Optimal Operation of Strategic Microgrids in the Day-Ahead Market in
Presence of Rivals
In this paper, a new approach is proposed for the optimal operation of
the strategic microgrids in the day-ahead market in the presence of
rivals. The method describes a bi-level multi-objective operation of
price maker participants (microgrids) that are going to maximize their
profit in the presence of rivals and minimize their emissions. The
upper-level problem in a bi-level mathematical optimization problem with
equilibrium constraints (MPEC) seeks to maximize the profit of price
maker participants, and the lower level maximizes the social welfare.
Karush-Kuhn-Tucker (KKT) conditions and duality theory are utilized to
convert the bi-level model to a mixed-integer linear programming model.
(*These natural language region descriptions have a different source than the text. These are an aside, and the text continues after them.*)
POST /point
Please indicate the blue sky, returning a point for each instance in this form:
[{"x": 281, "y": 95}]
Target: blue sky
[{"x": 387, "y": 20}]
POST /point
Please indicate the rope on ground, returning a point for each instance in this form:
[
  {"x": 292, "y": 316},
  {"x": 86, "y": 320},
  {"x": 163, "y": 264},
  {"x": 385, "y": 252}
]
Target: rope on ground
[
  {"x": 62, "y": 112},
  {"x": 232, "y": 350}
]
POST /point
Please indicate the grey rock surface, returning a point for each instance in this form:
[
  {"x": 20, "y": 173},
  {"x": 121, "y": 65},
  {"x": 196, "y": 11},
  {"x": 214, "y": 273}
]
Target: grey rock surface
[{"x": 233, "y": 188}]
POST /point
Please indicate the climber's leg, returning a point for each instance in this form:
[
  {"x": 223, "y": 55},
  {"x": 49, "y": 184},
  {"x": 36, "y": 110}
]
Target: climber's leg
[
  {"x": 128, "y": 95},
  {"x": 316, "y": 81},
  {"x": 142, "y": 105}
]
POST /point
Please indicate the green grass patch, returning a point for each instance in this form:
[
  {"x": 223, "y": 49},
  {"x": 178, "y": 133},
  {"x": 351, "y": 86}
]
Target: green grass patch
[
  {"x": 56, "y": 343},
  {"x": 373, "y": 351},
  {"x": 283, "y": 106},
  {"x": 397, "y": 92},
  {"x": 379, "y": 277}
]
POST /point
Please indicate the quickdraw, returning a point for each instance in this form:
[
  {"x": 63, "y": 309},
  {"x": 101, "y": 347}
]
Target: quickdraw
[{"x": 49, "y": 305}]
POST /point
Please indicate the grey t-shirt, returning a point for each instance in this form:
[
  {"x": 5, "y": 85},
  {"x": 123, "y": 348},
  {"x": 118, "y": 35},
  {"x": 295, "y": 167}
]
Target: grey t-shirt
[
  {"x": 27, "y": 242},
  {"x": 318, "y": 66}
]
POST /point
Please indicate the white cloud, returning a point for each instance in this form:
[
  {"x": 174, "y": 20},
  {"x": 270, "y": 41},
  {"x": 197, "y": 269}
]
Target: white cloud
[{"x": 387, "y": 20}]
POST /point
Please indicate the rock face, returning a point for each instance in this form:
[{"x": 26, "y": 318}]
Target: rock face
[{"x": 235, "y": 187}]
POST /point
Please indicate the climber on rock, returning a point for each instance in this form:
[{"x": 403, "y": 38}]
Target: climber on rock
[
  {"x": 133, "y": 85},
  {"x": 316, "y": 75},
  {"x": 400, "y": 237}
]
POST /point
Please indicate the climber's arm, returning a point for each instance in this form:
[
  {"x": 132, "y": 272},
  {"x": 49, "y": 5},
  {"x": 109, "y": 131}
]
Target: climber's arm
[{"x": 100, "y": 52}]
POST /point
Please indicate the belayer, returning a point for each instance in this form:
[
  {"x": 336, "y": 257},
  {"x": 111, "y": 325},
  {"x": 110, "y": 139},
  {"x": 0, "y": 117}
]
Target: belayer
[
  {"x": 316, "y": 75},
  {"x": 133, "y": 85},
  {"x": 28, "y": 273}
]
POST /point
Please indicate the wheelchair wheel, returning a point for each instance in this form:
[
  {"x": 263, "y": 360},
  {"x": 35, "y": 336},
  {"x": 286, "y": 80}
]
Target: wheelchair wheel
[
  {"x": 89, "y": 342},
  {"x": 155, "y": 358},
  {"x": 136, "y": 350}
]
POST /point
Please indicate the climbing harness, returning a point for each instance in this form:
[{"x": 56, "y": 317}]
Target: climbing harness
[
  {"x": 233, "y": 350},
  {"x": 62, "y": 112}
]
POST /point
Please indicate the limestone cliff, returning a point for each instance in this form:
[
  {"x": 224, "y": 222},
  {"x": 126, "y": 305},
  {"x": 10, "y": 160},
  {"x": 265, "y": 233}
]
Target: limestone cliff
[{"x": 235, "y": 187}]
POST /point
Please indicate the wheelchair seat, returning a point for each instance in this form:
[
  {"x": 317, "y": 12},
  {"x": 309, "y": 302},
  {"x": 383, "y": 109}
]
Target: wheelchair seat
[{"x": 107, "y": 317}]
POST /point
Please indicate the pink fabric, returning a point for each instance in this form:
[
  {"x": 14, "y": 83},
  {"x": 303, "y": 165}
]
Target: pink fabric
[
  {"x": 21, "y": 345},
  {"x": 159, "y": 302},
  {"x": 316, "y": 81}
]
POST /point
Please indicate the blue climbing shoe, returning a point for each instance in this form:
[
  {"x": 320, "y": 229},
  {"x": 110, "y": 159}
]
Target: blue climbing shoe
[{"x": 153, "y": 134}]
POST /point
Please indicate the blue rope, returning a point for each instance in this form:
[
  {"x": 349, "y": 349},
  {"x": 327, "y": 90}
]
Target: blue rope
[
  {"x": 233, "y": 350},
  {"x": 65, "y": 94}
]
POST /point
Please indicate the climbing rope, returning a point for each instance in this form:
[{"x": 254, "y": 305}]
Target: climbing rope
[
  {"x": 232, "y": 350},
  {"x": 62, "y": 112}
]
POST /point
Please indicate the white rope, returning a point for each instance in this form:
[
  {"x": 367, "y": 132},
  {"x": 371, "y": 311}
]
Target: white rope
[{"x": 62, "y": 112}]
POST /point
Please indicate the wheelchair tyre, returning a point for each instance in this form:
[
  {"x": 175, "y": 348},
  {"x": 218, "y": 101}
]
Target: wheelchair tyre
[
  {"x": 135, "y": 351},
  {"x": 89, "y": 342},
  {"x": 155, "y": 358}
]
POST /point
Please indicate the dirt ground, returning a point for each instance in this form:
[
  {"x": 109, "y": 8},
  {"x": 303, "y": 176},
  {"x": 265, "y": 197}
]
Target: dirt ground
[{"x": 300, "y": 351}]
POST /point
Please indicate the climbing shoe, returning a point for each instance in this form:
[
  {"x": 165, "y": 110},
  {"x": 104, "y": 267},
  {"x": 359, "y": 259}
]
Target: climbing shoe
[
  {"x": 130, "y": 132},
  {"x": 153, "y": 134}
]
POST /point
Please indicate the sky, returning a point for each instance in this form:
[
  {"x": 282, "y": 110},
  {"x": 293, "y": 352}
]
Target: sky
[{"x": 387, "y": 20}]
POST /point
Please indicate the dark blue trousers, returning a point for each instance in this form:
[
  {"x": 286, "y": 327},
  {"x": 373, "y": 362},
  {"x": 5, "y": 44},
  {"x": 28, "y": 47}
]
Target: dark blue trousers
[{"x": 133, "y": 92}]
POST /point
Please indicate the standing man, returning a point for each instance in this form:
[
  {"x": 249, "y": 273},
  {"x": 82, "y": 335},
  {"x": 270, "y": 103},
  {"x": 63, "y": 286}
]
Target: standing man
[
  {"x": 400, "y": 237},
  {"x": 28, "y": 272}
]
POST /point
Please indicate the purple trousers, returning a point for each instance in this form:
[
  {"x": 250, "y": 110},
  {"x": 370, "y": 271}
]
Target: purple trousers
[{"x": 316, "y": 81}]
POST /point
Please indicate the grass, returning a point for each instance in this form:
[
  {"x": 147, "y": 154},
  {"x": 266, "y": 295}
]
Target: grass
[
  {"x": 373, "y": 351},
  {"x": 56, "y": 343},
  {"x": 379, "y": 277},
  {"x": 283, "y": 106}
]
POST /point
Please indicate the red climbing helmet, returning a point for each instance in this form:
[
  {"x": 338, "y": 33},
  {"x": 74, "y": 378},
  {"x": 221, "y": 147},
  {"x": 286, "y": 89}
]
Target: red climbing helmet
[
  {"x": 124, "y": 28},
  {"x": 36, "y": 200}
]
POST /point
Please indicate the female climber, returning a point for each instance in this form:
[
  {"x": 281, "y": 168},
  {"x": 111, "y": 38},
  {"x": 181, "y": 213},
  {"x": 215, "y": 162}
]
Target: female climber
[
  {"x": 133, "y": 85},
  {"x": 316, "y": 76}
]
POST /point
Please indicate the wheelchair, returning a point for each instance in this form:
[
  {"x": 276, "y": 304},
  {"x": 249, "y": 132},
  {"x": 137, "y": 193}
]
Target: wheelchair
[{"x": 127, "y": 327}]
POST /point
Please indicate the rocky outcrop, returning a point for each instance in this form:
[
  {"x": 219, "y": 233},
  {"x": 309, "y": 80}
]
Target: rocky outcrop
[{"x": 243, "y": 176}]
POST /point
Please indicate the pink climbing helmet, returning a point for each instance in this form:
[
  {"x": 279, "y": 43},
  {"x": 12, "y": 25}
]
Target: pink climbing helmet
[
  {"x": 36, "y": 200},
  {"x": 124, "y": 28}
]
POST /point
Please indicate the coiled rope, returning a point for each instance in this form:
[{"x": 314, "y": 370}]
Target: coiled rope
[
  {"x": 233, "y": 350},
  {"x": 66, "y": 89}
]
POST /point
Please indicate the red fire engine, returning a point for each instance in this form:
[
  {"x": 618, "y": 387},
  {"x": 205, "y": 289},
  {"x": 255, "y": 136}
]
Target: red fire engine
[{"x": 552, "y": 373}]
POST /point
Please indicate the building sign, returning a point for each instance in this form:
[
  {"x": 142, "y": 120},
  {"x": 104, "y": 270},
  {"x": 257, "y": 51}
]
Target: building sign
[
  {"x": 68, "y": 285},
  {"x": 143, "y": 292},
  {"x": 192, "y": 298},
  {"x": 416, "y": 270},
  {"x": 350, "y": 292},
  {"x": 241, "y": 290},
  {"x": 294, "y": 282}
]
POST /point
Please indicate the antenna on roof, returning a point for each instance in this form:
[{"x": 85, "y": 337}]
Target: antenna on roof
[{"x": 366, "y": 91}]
The Epsilon constraint method is used to solve the
bi-level-multi-objective problem in order to maximize the profit of the
linearized model and reduce the emissions of price maker participants.
The method generates some Pareto optimal solutions, and the fuzzy
decision-making method is used to find the best solution among Pareto
optimal solutions. To show the effect of the network on the studies, the
power transmission distribution factor (PTDF) method has been used. The
proposed method is tested on a 6-bus system in various scenarios. The
results show the good performance of the proposed method.